Maybe if you date her you can take a dump on her
Cute you're picking friends over dick. I feel like this is the trailer for a lifetime movie.
You missed out on a serious adventure. Cops were called. We put a chicken in someones house.
i'm traumatized. his orgasm face consisted of him looking like my dead grandfather and burping.
Found a 10-can wizard staff hidden in our closet. Did we cut someone off?
That's yours. We cut you off.
Its not that I don't mind giving her as much as my penis as she wants, its the post sex cigarette I have to supply. Shits $9 a pack.
Put a tip jar next to your bed from now on.
Your good ideas are reason #4 we need to live together.
Jus saw ur date getting a bj in the mcdonalds parking lot...u want anything?
Question: trumpet bong. Can it work.
pretty sure I blew his mind with the sex last night.
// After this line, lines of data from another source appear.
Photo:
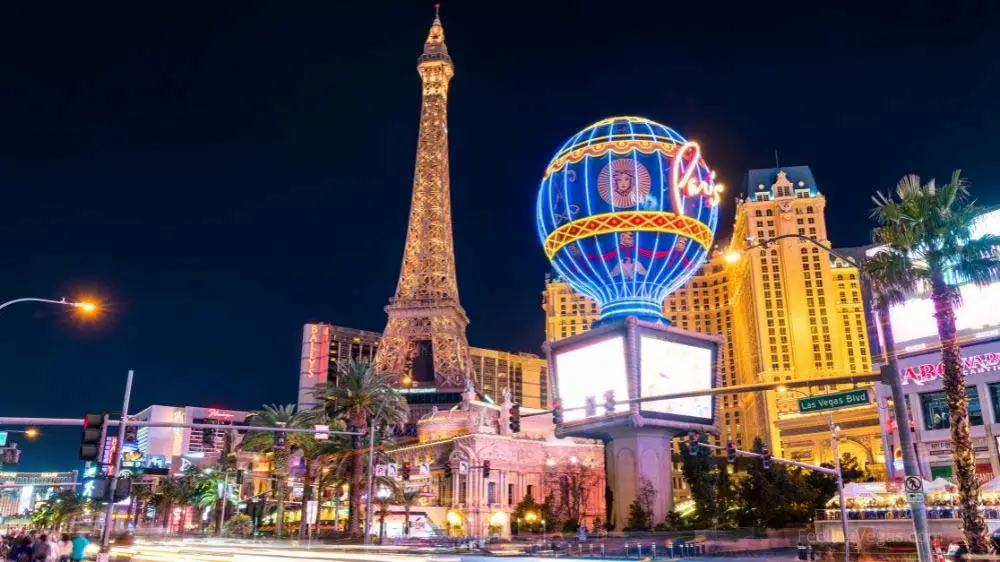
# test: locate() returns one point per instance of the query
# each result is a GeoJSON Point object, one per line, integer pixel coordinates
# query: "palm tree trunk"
{"type": "Point", "coordinates": [381, 524]}
{"type": "Point", "coordinates": [166, 517]}
{"type": "Point", "coordinates": [357, 476]}
{"type": "Point", "coordinates": [406, 521]}
{"type": "Point", "coordinates": [306, 497]}
{"type": "Point", "coordinates": [219, 504]}
{"type": "Point", "coordinates": [280, 514]}
{"type": "Point", "coordinates": [973, 525]}
{"type": "Point", "coordinates": [132, 509]}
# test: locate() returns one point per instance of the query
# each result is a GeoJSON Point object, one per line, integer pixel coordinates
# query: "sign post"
{"type": "Point", "coordinates": [847, 399]}
{"type": "Point", "coordinates": [914, 486]}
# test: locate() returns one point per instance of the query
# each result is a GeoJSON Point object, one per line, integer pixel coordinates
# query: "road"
{"type": "Point", "coordinates": [250, 552]}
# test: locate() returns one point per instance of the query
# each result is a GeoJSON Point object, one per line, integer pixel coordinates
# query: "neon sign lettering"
{"type": "Point", "coordinates": [973, 364]}
{"type": "Point", "coordinates": [217, 414]}
{"type": "Point", "coordinates": [684, 182]}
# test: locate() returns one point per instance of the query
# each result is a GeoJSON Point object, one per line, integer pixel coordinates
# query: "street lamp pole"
{"type": "Point", "coordinates": [835, 440]}
{"type": "Point", "coordinates": [371, 474]}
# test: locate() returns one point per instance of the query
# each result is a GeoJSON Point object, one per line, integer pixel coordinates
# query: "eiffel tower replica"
{"type": "Point", "coordinates": [424, 338]}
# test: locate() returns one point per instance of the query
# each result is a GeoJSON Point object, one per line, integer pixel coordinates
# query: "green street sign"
{"type": "Point", "coordinates": [846, 399]}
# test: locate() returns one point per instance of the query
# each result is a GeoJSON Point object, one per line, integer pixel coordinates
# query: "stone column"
{"type": "Point", "coordinates": [634, 455]}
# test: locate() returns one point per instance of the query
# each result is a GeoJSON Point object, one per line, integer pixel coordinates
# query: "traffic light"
{"type": "Point", "coordinates": [90, 440]}
{"type": "Point", "coordinates": [11, 455]}
{"type": "Point", "coordinates": [557, 412]}
{"type": "Point", "coordinates": [131, 434]}
{"type": "Point", "coordinates": [609, 402]}
{"type": "Point", "coordinates": [693, 443]}
{"type": "Point", "coordinates": [515, 418]}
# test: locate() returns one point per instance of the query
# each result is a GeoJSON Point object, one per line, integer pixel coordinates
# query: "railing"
{"type": "Point", "coordinates": [890, 514]}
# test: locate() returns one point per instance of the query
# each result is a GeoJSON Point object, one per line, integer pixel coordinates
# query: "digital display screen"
{"type": "Point", "coordinates": [670, 367]}
{"type": "Point", "coordinates": [591, 370]}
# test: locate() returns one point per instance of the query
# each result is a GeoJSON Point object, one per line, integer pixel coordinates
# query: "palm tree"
{"type": "Point", "coordinates": [334, 475]}
{"type": "Point", "coordinates": [387, 492]}
{"type": "Point", "coordinates": [366, 398]}
{"type": "Point", "coordinates": [213, 489]}
{"type": "Point", "coordinates": [179, 491]}
{"type": "Point", "coordinates": [315, 454]}
{"type": "Point", "coordinates": [273, 416]}
{"type": "Point", "coordinates": [926, 232]}
{"type": "Point", "coordinates": [142, 494]}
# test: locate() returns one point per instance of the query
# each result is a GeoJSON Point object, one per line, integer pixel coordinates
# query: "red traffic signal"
{"type": "Point", "coordinates": [90, 440]}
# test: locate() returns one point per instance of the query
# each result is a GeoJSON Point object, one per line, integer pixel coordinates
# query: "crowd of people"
{"type": "Point", "coordinates": [37, 546]}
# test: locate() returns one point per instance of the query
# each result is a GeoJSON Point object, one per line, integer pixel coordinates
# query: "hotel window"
{"type": "Point", "coordinates": [935, 409]}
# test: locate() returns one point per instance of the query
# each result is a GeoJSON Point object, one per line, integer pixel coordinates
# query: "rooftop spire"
{"type": "Point", "coordinates": [435, 38]}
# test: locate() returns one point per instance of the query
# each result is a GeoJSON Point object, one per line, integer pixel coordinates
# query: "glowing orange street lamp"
{"type": "Point", "coordinates": [85, 307]}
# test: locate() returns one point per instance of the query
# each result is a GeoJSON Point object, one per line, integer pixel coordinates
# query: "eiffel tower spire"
{"type": "Point", "coordinates": [425, 333]}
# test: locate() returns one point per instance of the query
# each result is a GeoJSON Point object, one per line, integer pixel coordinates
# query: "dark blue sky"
{"type": "Point", "coordinates": [222, 172]}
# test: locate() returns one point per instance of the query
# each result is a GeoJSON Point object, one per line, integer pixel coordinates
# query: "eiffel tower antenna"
{"type": "Point", "coordinates": [426, 324]}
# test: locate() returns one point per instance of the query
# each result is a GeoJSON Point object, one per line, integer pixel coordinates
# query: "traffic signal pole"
{"type": "Point", "coordinates": [117, 464]}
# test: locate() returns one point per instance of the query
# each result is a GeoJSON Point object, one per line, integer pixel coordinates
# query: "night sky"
{"type": "Point", "coordinates": [219, 173]}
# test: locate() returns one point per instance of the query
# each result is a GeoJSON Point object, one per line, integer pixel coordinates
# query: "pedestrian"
{"type": "Point", "coordinates": [80, 543]}
{"type": "Point", "coordinates": [65, 547]}
{"type": "Point", "coordinates": [40, 550]}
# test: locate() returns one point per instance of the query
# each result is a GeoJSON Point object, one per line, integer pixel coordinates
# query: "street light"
{"type": "Point", "coordinates": [85, 307]}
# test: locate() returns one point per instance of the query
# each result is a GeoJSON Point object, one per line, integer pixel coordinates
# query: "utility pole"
{"type": "Point", "coordinates": [116, 464]}
{"type": "Point", "coordinates": [371, 474]}
{"type": "Point", "coordinates": [890, 372]}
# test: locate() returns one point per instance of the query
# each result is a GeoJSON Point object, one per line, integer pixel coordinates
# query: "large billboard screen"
{"type": "Point", "coordinates": [591, 370]}
{"type": "Point", "coordinates": [913, 323]}
{"type": "Point", "coordinates": [670, 367]}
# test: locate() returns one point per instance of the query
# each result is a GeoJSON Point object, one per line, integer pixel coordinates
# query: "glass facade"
{"type": "Point", "coordinates": [934, 406]}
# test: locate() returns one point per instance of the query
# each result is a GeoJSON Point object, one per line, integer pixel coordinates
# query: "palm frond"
{"type": "Point", "coordinates": [891, 276]}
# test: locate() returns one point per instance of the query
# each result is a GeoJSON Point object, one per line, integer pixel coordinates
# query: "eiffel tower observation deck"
{"type": "Point", "coordinates": [424, 337]}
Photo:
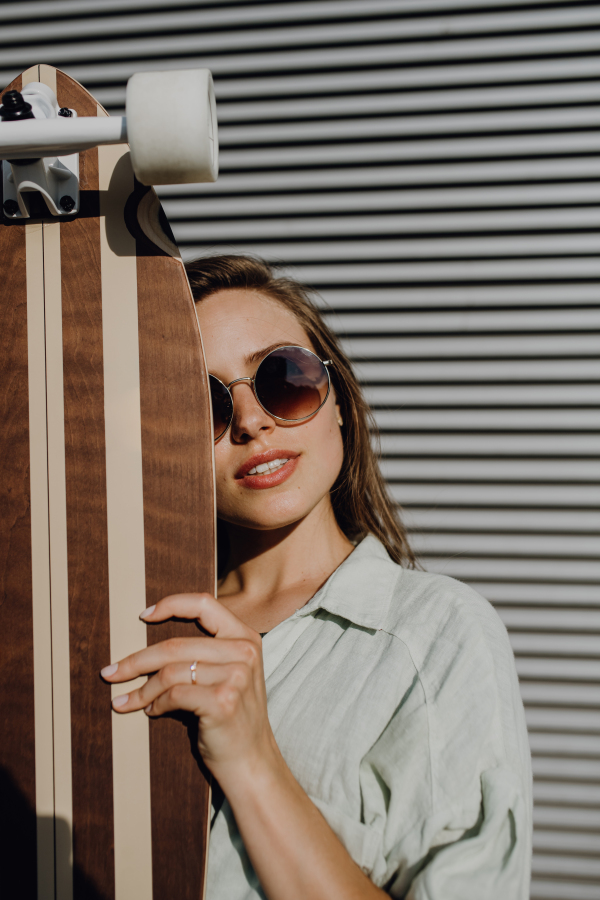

He repaid me with a five minute conversation about power rangers.
the worst part about living alone is not having other peoples snacks to mooch off of when you havent gone grocery shopping in three weeks. i'm so pms-y i'm about to eat a soy sauce packet
what food is Colorado known for?
Pot brownies.
I finished OITNB and broke it off with my fuck buddy in the same day. It's going to be a rough week
I have put on lipstick and signed up for class. Nothing more shall be expected of me today.
I'm only texting you this bc god forbid circumstances change when you wake up but currently santa is asleep on top of the washer and dryer.
it’s about to be september and all i keep thinking is what if i go (another) full calendar year without having sex?